4 September 2014
Western Sydney and coastal regions will be the areas in NSW most heavily impacted by dementia growth rates, dementia prevalence rates show.
The figures, prepared for Alzheimer’s Australia NSW by Deloitte Access Economics, predict a big growth over the next 40 years in the number of people with dementia in NSW from an estimated 109,000 people in 2014 to 272,000 by 2050.
While there is expected to be growth in dementia prevalence rates in every single electorate, the highest impact will be in the state electorates of Camden, Macquarie Fields, Strathfield, Liverpool and Tweed.

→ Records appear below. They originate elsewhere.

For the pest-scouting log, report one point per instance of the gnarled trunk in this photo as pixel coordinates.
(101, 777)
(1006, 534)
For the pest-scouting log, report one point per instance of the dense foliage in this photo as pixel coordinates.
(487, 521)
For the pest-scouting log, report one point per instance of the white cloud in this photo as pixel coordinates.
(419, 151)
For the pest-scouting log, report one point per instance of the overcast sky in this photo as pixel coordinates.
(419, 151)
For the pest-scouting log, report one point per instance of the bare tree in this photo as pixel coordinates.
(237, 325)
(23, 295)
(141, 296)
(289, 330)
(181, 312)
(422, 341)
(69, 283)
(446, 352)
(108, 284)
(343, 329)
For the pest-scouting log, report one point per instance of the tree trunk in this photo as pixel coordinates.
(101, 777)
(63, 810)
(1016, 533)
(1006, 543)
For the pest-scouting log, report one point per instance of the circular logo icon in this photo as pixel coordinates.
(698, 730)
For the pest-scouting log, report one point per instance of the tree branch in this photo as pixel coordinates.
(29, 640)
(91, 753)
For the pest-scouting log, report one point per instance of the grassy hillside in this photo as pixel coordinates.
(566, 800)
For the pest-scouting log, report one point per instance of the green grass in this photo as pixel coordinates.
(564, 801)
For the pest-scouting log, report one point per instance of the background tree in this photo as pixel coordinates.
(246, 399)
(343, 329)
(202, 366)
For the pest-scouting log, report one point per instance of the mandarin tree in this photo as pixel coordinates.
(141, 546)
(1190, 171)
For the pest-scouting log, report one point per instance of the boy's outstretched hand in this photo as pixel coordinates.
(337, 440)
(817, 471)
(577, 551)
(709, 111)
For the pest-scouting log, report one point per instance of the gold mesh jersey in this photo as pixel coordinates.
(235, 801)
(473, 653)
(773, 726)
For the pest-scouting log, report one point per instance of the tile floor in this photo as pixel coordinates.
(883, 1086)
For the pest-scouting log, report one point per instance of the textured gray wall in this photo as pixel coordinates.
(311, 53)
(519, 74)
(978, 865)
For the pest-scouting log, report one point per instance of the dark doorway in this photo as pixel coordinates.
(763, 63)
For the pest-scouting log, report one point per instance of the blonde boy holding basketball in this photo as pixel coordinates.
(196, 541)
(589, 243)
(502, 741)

Campbelltown, The Entrance, Bega, Wyong and Port Macquarie make up the rest of the top ten state electorates in terms of dementia prevalence expected in 2050.
Lynne Pezzullo from Deloitte Access Economics said: “Our projections show that overall, the number of people with dementia will increase by around two and a half times in NSW by 2050.
“This represents a significant economic and social challenge for the health and aged care sector and will continue to impact on the quality of life of people with dementia, their families, carers, and communities.”
Professor Henry Brodaty, the co-director of the Centre for Healthy Brain Ageing and Medical Advisor to Alzheimer’s Australia NSW, said these figures back up earlier research that shows most Australians are likely to be impacted by dementia, if not by developing it themselves, then by caring for a family member or close friend.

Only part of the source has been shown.